On Thursday in Vancouver Grand Chief Stewart Phillip, the president of the Union of B.C. Chiefs, was joined by Charan Gill, the CEO of the Progressive Inter-Cultural Services Society and Sid Chow Tan, the president of the Head Tax Families Society of Canada to demand transparency around apologies and restorative justice.
The call comes as the B.C. Liberals try to quell the eruption of anger and distrust from their ethnic outreach document, which talked about using government resources to score "quick wins" with Chinese and Indian voters by apologizing for historic injustices.
"It represents a deep sense of betrayal and we find it highly offensive that now the moves on the part of the B.C. provincial Liberals are tainted by this revelation, and it brings into question their efforts at reconciliation with respect to historical wrong doings," said Phillip.
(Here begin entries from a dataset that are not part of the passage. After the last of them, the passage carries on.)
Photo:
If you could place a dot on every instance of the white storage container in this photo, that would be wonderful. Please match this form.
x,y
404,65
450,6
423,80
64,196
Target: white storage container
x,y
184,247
"This attitude behind this document – it really stinks. That's what we object to. It doesn't give us any respect. It uses us as a commodity, that we are simple-minded people," said Gill.
"Don't pander to me by saying that 'Hey we have a strategy. We are going to apologize.' Well you know what? Take your apology and shove it where the sun don't shine," said Tan.
Policy leak led to resignations
Clark announced Monday that Multiculturalism Minister John Yap was leaving his cabinet post while her deputy minister, John Dyble, undertook an investigation into the leaked government strategy to woo ethnic voters.
The premier's then-deputy chief of staff Kim Haakstad, who helped draft the 17-page Multicultural Strategic Outreach Plan more than a year ago, also announced she was stepping down on Friday.
Clark has apologized three times for the document, which was leaked by the NDP in the legislature, and the language used in it. The plan made several proposals to entice ethnic voters in the run-up to the May provincial election. The documents indicate election-related planning was to be conducted by taxpayer-funded workers, some working out of the premier's office.
It also outlined "quick wins" for the Liberals, such as making apologies in the Legislature for historical wrongs, and specifically mentioned the 1914 Komagata Maru incident, which saw a ship carrying 356 passengers forced to return to India after a two-month stand-off in Vancouver Harbour.
Former premier Gordon Campbell already issued an official apology regarding the Komagata Maru incident in 2008.